October 2006 saw another OOP report from the Mississippi River’s Mud Island Harbor of sightings of a manatee. It was even photographed (see above), putting to rest any doubt about the reality of the “Memphis Manatee”.

As one recent commentator shared here, when pondering the Memphis event: “Hmm makes you wonder if this is actually a more common occurrence and we just don’t see manatees or misidentify them other times. Maybe there are many ‘lake monsters’ that are in fact manatees that have swam up river.”

I would agree wholeheartedly without going overboard, but, yes, this is one of the cautions that comes to mind for most cryptozoologists investigating Lake and River Monsters.

Indeed, Patrick Huyghe and I looked to a manatee to explain a frequently reported cryptid from a lake in South America. In The Field Guide to Lake Monsters, Sea Serpents, and Other Mystery Denizens of the Deep (page 188), we wrote: “Bolivia’s 12-foot ‘Lake Titicaca Seal,’ seen mostly around the Copacabana peninsula and the Strait of Tiquina, is most probably a form of the Amazon Manatee (Trichechus inunguis), the only exclusively freshwater form of Sirenian.”

OOP animals, I have always felt, need to be tracked as the possible sources of some explanations for a few cryptids. Even the out-of-place alligators….

About Loren Coleman
Loren Coleman is one of the world’s leading cryptozoologists, some say “the” leading. Certainly, he is acknowledged as the current living American researcher and writer who has most popularized cryptozoology in the late 20th and early 21st centuries. Starting his fieldwork and investigations in 1960, after traveling and trekking extensively in pursuit of cryptozoological mysteries, Coleman began writing to share his experiences in 1969. An honorary member of Ivan T. Sanderson’s Society for the Investigation of the Unexplained in the 1970s, Coleman has been bestowed with similar honorary memberships of the North Idaho College Cryptozoology Club in 1983, and in subsequent years, that of the British Columbia Scientific Cryptozoology Club, CryptoSafari International, and other international organizations. He was also a Life Member and Benefactor of the International Society of Cryptozoology (now-defunct). Loren Coleman’s daily blog, as a member of the Cryptomundo Team, served as an ongoing avenue of communication for the ever-growing body of cryptozoo news from 2005 through 2013.
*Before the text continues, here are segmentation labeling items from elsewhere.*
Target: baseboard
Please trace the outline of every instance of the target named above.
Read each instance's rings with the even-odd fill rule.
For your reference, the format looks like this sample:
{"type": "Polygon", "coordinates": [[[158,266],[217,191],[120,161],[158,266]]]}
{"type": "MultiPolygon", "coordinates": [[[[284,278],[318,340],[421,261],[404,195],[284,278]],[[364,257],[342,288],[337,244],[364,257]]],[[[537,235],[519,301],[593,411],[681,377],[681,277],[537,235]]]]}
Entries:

5 Responses to “Pondering OOP Dolphins and Manatees”

  1. ilexoak responds:

    Do you think that feral pythons, boas and such could also account for some aquatic monsters? Chessie immediately comes to mind.

    Wayne

  2. matonagi responds:

    I tend to agree that certain lake and river monsters are really dolphins or manatees. Time will tell.
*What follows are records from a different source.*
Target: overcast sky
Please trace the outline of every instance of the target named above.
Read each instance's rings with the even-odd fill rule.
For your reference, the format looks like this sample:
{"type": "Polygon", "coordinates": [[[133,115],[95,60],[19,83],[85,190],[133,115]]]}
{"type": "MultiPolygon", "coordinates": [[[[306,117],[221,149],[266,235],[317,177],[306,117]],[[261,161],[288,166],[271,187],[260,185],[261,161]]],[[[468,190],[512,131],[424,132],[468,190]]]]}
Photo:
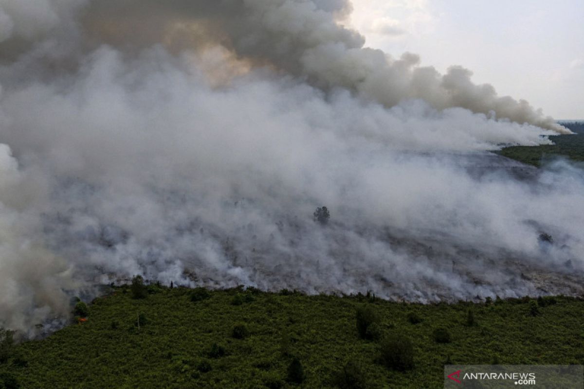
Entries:
{"type": "Polygon", "coordinates": [[[584,118],[584,0],[353,0],[367,45],[420,55],[444,72],[525,99],[557,119],[584,118]]]}

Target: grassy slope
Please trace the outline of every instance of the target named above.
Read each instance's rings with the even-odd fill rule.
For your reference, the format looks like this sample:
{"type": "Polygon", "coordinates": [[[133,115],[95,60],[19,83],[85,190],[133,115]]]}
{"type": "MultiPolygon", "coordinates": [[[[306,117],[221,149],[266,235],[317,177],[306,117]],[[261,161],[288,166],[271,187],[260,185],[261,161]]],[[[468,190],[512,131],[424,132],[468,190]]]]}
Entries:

  3. Bob Michaels responds:

    I would tend to agree with the caveat that a budding cryptozoologist at least investigate and determine the truth.

  4. Rillo777 responds:

    Alligators, Crocodiles, and even Piranha have been seen in the White River in Indiana where I live. they’re in the news every couple of years and some have been captured. They are explained as pets that were dumped. Last year a fisherman pulled an octopus out of the Ohio river in northern Kentucky. It was dead and had been dumped also.

  5. joe levit responds:

    As far as the octopus in the Ohio River is concerned, check out this interesting link, which discusses the possibility of freshwater octopus.